Faculty & Staff - Sashwata
Sashwata Sarkar
Faculty, Chef

Saswata Sarkar has close to 15 years of rich experience that span across working with leading International Hotel Chains & a long stint with P&O Cruises. He has undergone tremendous amount of training in maintaining high standards of excellence in the kitchen, its processes, health standards, not to mention excellent presentations of the meals, especially onboard the cruise lines. A major highlight in his career was being part of the opening team of Sindhu, an Indian Restaurant run by a Two Michelin Star Celebrity Chef Atul Kochhar, leading the galley to prepare & serve amazing meals. At Kamaxi College of Culinary Arts, Saswata brings across his vast knowledge of food hygiene practices, health & safety, innovation, along with his vast experience in meal presentations & cost management.

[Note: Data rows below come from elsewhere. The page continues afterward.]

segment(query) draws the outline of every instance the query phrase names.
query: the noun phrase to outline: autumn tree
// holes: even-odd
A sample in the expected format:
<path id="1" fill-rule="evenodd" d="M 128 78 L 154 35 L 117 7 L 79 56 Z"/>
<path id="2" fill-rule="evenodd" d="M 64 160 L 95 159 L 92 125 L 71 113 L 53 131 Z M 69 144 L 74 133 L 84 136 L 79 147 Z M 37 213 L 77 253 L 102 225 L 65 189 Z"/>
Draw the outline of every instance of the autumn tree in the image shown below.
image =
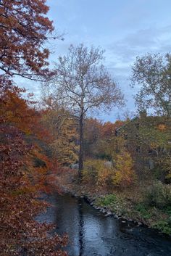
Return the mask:
<path id="1" fill-rule="evenodd" d="M 46 2 L 0 1 L 1 76 L 18 75 L 37 79 L 38 75 L 47 74 L 49 51 L 44 44 L 52 36 L 54 27 L 46 17 Z"/>
<path id="2" fill-rule="evenodd" d="M 91 110 L 109 110 L 123 102 L 123 96 L 102 65 L 104 51 L 71 45 L 56 64 L 57 75 L 49 83 L 51 95 L 79 122 L 79 176 L 83 167 L 83 121 Z"/>
<path id="3" fill-rule="evenodd" d="M 138 110 L 151 110 L 171 116 L 171 55 L 147 54 L 133 66 L 132 86 L 141 86 L 135 96 Z M 139 87 L 138 87 L 139 88 Z"/>

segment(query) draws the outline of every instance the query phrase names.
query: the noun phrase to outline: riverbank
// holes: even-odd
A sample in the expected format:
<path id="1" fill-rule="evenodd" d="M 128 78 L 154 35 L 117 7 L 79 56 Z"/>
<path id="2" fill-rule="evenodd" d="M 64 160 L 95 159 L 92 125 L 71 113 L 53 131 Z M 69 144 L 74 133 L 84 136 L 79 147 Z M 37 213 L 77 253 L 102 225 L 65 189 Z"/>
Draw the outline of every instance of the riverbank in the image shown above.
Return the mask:
<path id="1" fill-rule="evenodd" d="M 78 182 L 77 172 L 67 170 L 58 175 L 57 183 L 64 192 L 85 198 L 92 207 L 107 217 L 114 215 L 122 221 L 146 225 L 164 234 L 171 235 L 171 209 L 165 211 L 148 207 L 142 200 L 141 188 L 135 186 L 129 191 L 109 191 L 87 183 Z"/>

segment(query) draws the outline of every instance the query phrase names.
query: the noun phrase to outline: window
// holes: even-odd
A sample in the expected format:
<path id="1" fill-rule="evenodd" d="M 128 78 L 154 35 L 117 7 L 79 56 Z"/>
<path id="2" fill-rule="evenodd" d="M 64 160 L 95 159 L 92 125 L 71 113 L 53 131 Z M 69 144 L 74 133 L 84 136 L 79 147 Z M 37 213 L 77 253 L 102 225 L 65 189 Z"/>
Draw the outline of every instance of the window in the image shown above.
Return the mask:
<path id="1" fill-rule="evenodd" d="M 135 128 L 138 130 L 140 127 L 140 124 L 138 123 L 135 123 Z"/>
<path id="2" fill-rule="evenodd" d="M 137 153 L 140 153 L 140 146 L 138 146 L 136 147 L 136 152 L 137 152 Z"/>

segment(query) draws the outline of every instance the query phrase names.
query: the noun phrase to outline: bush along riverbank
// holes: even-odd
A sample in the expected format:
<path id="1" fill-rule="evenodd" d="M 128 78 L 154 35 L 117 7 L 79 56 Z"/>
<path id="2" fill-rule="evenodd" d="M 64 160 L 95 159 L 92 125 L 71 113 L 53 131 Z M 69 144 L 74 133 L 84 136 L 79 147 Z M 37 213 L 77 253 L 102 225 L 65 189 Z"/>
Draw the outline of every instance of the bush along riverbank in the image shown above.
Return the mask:
<path id="1" fill-rule="evenodd" d="M 130 190 L 107 189 L 79 183 L 77 172 L 62 171 L 57 178 L 64 192 L 85 198 L 105 216 L 146 225 L 171 236 L 171 187 L 160 182 L 135 185 Z"/>

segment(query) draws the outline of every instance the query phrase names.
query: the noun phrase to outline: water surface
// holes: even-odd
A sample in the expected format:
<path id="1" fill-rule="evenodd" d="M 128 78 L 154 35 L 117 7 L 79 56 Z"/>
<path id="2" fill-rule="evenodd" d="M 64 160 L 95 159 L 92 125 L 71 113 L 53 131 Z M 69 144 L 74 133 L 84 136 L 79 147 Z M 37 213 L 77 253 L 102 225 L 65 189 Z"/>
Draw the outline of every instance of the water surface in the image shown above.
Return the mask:
<path id="1" fill-rule="evenodd" d="M 84 199 L 54 194 L 53 205 L 38 217 L 67 233 L 70 256 L 171 256 L 171 239 L 146 227 L 122 223 L 90 206 Z"/>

Roy Goes faculty of kamaxi hotel management school
Roy Goes
Faculty, Soft Skills Trainer

Roy Goes has spent years ensuring service benchmarks at Disney Cruise Line restaurants were either met or surpassed, displaying excellent communications, a motivational attitude, ability to work well under pressure, time management skills, innovation and leadership skills. He offers in depth experience on maintaining personal grooming and hygiene standards, executing service standards, setting performance goals, corrective strategies, cross-utilisation of staff, maintenance of equipment, mentoring colleagues, mediation and disciplinary action and various other skills required to run a successful hospitality business. Since 2017, he has worked as a soft skills trainer and food and beverage service faculty at American College of Culinary and Language Arts.